ÇALIŞMADIĞIM İŞKOLU YOK
- Sağlık işkolunda da faaliyetleriniz olmuş sanırım...
DİSK’te zaten eğitim ve örgütlenme uzmanı olarak bir çok işkolu ile ilgileniyordum. Sağlık-işkolunda örgütsüz olan taşeron işçilerin örgütlenmesi gündeme gelmişti. Basın-İş yönetimindeyken diğer taraftan Arzu Çerkezoğlu ve Doğan Halis’le birlikte Devrimci Sağlık-İş’in örgütlenme faaliyetlerine omuz verdim.
- Kaç sendika ve işkolunda çalıştığınızı saydınız mı?

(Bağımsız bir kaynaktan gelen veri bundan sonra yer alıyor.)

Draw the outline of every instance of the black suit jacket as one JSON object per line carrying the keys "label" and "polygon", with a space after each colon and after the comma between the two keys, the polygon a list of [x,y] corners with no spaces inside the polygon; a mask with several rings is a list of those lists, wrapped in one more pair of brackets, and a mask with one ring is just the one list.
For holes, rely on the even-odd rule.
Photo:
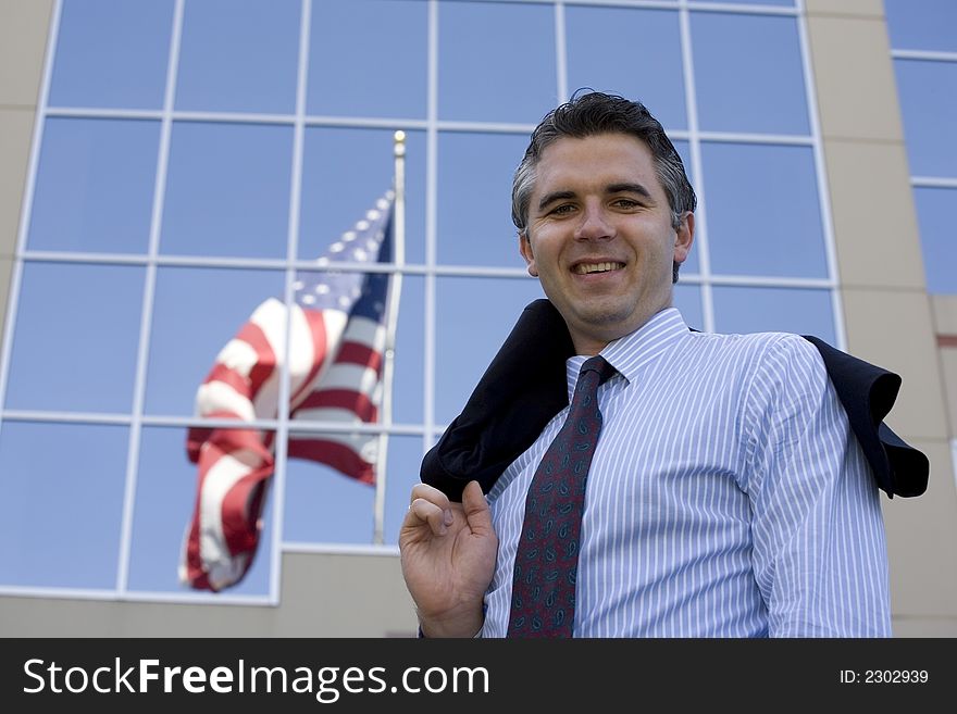
{"label": "black suit jacket", "polygon": [[[878,487],[890,498],[927,490],[930,462],[883,423],[900,377],[817,337],[850,427]],[[498,477],[568,405],[566,360],[575,353],[564,320],[545,299],[530,303],[493,359],[462,413],[422,460],[421,479],[450,499],[477,480],[487,493]]]}

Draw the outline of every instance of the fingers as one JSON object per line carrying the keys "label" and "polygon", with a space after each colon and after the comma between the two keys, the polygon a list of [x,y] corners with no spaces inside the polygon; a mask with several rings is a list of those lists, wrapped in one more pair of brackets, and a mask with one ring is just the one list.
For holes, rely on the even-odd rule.
{"label": "fingers", "polygon": [[493,530],[492,511],[478,481],[469,481],[465,486],[465,490],[462,491],[462,508],[465,510],[465,518],[473,533],[484,535]]}
{"label": "fingers", "polygon": [[417,484],[412,487],[406,525],[427,523],[432,533],[444,536],[453,519],[451,504],[445,493],[426,484]]}

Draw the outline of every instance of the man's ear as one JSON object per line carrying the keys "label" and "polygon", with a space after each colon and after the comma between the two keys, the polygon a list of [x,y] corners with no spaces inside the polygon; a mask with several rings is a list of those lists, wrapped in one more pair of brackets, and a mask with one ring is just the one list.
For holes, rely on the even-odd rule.
{"label": "man's ear", "polygon": [[532,241],[529,240],[527,233],[519,234],[519,252],[522,254],[522,258],[525,259],[525,263],[529,266],[529,275],[532,277],[538,277],[538,268],[535,266],[535,255],[532,252]]}
{"label": "man's ear", "polygon": [[692,243],[695,241],[695,214],[685,211],[678,228],[674,229],[674,262],[684,263],[692,252]]}

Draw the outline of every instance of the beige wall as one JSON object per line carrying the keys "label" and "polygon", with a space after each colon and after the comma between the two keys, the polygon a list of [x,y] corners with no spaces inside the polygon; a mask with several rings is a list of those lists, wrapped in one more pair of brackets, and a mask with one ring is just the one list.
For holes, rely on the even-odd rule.
{"label": "beige wall", "polygon": [[0,3],[0,315],[7,298],[52,0]]}
{"label": "beige wall", "polygon": [[897,636],[957,636],[957,489],[945,385],[881,0],[808,0],[849,352],[898,373],[888,424],[931,462],[928,492],[884,499]]}
{"label": "beige wall", "polygon": [[[890,419],[931,459],[929,492],[884,500],[898,636],[957,636],[957,350],[937,350],[953,303],[924,291],[881,0],[807,0],[848,350],[904,387]],[[0,3],[0,314],[18,231],[51,0]],[[880,210],[875,210],[879,208]],[[936,322],[935,322],[936,321]],[[949,334],[957,328],[947,327]],[[949,377],[942,377],[942,368]],[[395,555],[289,554],[277,606],[0,597],[0,635],[411,636]]]}

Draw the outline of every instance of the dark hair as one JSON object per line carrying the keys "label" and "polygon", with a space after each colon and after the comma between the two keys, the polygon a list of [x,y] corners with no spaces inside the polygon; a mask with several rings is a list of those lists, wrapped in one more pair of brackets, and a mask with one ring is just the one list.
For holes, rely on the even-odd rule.
{"label": "dark hair", "polygon": [[[695,210],[697,197],[681,156],[664,134],[661,123],[641,102],[600,91],[584,90],[584,93],[580,93],[582,91],[576,91],[568,102],[548,112],[532,131],[529,148],[512,180],[512,222],[519,235],[527,237],[529,201],[535,188],[542,152],[563,137],[584,139],[598,134],[626,134],[647,145],[651,150],[658,180],[668,197],[671,224],[678,228],[684,213]],[[678,267],[675,263],[674,281],[678,281]]]}

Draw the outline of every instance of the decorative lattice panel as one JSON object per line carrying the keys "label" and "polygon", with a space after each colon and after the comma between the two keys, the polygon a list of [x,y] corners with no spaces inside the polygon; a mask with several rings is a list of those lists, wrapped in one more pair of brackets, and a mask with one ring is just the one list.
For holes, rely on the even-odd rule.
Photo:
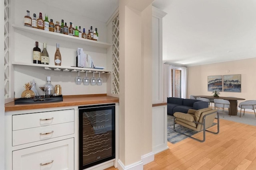
{"label": "decorative lattice panel", "polygon": [[119,94],[119,16],[112,23],[112,93]]}
{"label": "decorative lattice panel", "polygon": [[4,0],[4,97],[9,95],[9,0]]}

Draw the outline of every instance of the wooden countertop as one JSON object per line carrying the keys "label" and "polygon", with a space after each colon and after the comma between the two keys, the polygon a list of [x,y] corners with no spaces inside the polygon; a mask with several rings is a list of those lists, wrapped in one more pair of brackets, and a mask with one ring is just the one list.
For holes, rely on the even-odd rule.
{"label": "wooden countertop", "polygon": [[119,98],[107,96],[106,94],[66,96],[63,96],[63,102],[14,105],[14,101],[5,104],[4,107],[5,111],[8,111],[119,102]]}

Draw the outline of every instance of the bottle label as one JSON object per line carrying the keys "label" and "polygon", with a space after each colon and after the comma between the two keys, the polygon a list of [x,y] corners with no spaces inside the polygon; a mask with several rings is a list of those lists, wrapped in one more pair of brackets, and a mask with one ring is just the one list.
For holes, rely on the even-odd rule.
{"label": "bottle label", "polygon": [[61,63],[61,61],[59,59],[56,59],[55,60],[54,60],[54,62],[56,64],[60,64],[60,63]]}
{"label": "bottle label", "polygon": [[24,23],[27,23],[28,25],[31,25],[31,19],[28,18],[24,18]]}
{"label": "bottle label", "polygon": [[41,53],[40,51],[33,51],[33,60],[41,60]]}
{"label": "bottle label", "polygon": [[41,63],[49,63],[49,57],[46,56],[41,56]]}
{"label": "bottle label", "polygon": [[49,22],[44,21],[44,30],[49,31]]}
{"label": "bottle label", "polygon": [[32,20],[32,27],[37,27],[36,25],[36,20]]}

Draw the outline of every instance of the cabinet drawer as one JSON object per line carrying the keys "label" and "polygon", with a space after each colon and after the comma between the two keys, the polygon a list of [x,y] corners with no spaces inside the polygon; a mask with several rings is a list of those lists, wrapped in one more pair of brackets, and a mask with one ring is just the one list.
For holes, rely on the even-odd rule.
{"label": "cabinet drawer", "polygon": [[14,151],[12,170],[74,170],[74,146],[71,138]]}
{"label": "cabinet drawer", "polygon": [[71,122],[14,131],[12,131],[12,145],[72,134],[74,133],[74,122]]}
{"label": "cabinet drawer", "polygon": [[14,115],[12,130],[73,121],[74,112],[74,109],[70,109]]}

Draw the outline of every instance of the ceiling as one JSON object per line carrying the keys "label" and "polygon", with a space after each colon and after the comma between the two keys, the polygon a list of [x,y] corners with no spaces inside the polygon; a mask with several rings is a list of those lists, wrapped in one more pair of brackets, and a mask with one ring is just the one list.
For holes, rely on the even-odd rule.
{"label": "ceiling", "polygon": [[[39,0],[106,22],[118,0]],[[256,0],[155,0],[163,19],[163,60],[191,66],[256,57]],[[76,9],[75,11],[74,10]]]}
{"label": "ceiling", "polygon": [[192,66],[256,57],[256,1],[155,0],[163,60]]}

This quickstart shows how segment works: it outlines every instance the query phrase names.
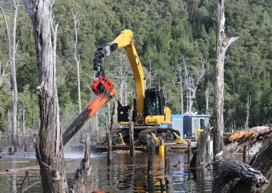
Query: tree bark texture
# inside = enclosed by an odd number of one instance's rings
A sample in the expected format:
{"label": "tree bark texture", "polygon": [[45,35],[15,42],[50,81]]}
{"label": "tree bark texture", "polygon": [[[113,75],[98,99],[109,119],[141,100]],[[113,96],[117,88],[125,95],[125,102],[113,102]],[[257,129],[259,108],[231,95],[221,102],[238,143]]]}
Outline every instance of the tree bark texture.
{"label": "tree bark texture", "polygon": [[76,170],[74,183],[70,188],[70,193],[90,193],[93,190],[93,169],[90,159],[89,137],[86,140],[84,158],[80,167]]}
{"label": "tree bark texture", "polygon": [[[36,156],[41,169],[44,193],[68,192],[66,167],[63,156],[56,84],[55,43],[57,24],[54,30],[49,0],[24,0],[31,20],[39,74],[41,125]],[[53,31],[52,44],[50,29]],[[52,45],[53,44],[53,45]]]}
{"label": "tree bark texture", "polygon": [[154,157],[155,156],[155,144],[152,141],[148,147],[148,175],[153,175],[154,169]]}
{"label": "tree bark texture", "polygon": [[172,193],[174,191],[172,177],[173,160],[172,158],[172,150],[170,147],[165,149],[165,157],[164,159],[164,178],[166,186],[166,192],[167,193]]}
{"label": "tree bark texture", "polygon": [[242,179],[233,187],[234,193],[262,193],[269,186],[272,181],[272,134],[266,142],[264,146],[251,158],[249,165],[261,172],[266,178],[268,183],[259,186],[257,182]]}
{"label": "tree bark texture", "polygon": [[134,141],[133,136],[133,125],[132,124],[132,113],[130,112],[128,116],[129,129],[129,151],[130,152],[130,160],[135,160],[135,149],[134,148]]}
{"label": "tree bark texture", "polygon": [[[215,175],[212,193],[228,193],[236,178],[241,180],[255,183],[257,187],[267,184],[268,181],[260,171],[251,166],[238,161],[225,162],[223,157],[223,151],[215,156]],[[270,172],[271,172],[270,171]],[[246,187],[240,186],[240,193],[255,192],[245,190]],[[231,190],[231,192],[233,192]]]}
{"label": "tree bark texture", "polygon": [[194,152],[193,158],[190,163],[190,168],[199,168],[201,166],[201,162],[203,162],[204,156],[204,150],[207,140],[210,135],[210,127],[208,125],[204,129],[204,131],[200,133],[199,139],[197,145],[197,149]]}
{"label": "tree bark texture", "polygon": [[111,114],[111,116],[110,118],[110,126],[109,128],[109,131],[108,132],[108,152],[107,152],[107,164],[108,165],[110,165],[112,160],[111,154],[112,152],[112,141],[111,139],[111,135],[110,134],[110,131],[111,131],[113,127],[113,119],[114,117],[114,113],[115,112],[115,103],[113,104],[113,107],[112,109],[112,113]]}
{"label": "tree bark texture", "polygon": [[226,38],[225,36],[224,0],[217,1],[217,31],[216,36],[216,64],[214,68],[215,97],[214,105],[213,152],[216,155],[224,149],[223,142],[224,103],[224,62],[228,47],[237,37]]}
{"label": "tree bark texture", "polygon": [[7,37],[7,43],[8,48],[8,56],[10,62],[10,68],[11,71],[11,78],[12,80],[12,114],[11,116],[11,143],[13,145],[14,150],[17,149],[16,145],[16,122],[17,117],[17,104],[18,101],[18,93],[17,91],[17,83],[16,82],[16,71],[15,67],[15,52],[16,51],[16,22],[18,15],[18,0],[13,0],[13,21],[12,22],[12,27],[11,29],[11,34],[9,31],[8,26],[6,19],[5,13],[2,8],[0,8],[0,11],[2,13],[5,25],[6,27],[6,32]]}

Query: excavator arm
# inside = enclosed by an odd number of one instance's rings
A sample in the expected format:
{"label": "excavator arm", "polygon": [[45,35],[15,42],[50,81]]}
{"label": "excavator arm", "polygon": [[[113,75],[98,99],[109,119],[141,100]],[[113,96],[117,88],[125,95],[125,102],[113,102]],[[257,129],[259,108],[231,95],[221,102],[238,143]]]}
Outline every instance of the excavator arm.
{"label": "excavator arm", "polygon": [[[135,116],[133,117],[137,117],[137,120],[135,120],[136,122],[141,121],[142,122],[144,122],[145,77],[144,70],[136,49],[136,45],[133,39],[132,31],[130,29],[122,31],[112,42],[99,46],[95,53],[93,69],[97,71],[96,75],[96,78],[99,78],[101,76],[104,77],[102,67],[102,58],[109,56],[118,48],[123,48],[126,49],[127,53],[134,77],[136,97],[133,107]],[[92,90],[95,92],[94,89],[92,89]]]}

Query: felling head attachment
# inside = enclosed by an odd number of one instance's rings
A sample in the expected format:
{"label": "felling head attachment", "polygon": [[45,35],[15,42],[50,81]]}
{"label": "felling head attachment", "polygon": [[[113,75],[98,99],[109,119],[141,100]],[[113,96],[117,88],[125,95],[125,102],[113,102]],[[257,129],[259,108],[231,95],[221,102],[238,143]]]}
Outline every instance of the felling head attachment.
{"label": "felling head attachment", "polygon": [[95,78],[91,89],[96,95],[104,93],[111,98],[116,93],[114,86],[114,85],[108,79],[101,76]]}

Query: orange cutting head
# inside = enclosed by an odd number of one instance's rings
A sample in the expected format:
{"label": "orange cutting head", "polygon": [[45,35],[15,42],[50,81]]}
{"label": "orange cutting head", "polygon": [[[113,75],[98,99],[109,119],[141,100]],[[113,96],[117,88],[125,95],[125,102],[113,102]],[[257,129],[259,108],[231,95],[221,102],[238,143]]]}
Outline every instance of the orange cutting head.
{"label": "orange cutting head", "polygon": [[114,85],[108,79],[102,76],[97,77],[92,85],[92,91],[96,95],[100,93],[107,94],[110,98],[112,98],[116,91],[113,89]]}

Çok sayıda sendikanın örgütlenme faaliyetlerinde çalıştım. Neredeyse çalışmadığım işkolu kalmadı gibi. TES-İŞ hariç bunların hepsi de gönüllü çalışmalardı ve hiçbir ücret almadım. Dayanışma ile bu faaliyetleri yürüttüm. TES-İŞ’te de biz yönetime gelirken de işyerinde aldığımız ücretlerin üzerinde bir ücret talep etmeyeceğiz vaadiyle geldik. Biz TES-İŞ’te dört kez görevden alındık her defasında genel kurulu kazanarak yeniden göreve geldik. Ama ilk görevden alınma kararırımız hayli ilginç. Sendikanın tüzük ve genel kurul kararlarına aykırı hareket ederek genel merkezin gönderdiği maaşları kabul etmemekti suçumuz. Yani işyerinde aldığımız ücretin üzerindeki kısmını kabul etmeyip iade etme nedeniyle görevden alındık. Bir de bu hizmet ödeneklerine karşı çıkıp almadık.
KIŞKIRTMAYA KARŞI CEVAPTI
- En son konuşmanızda “sizden solcu olduğumuzu sakladık mı” gibi bir cümle geçiyor. Size yönelik bir tepki mi oldu ki bunları söyleme gereği duydunuz?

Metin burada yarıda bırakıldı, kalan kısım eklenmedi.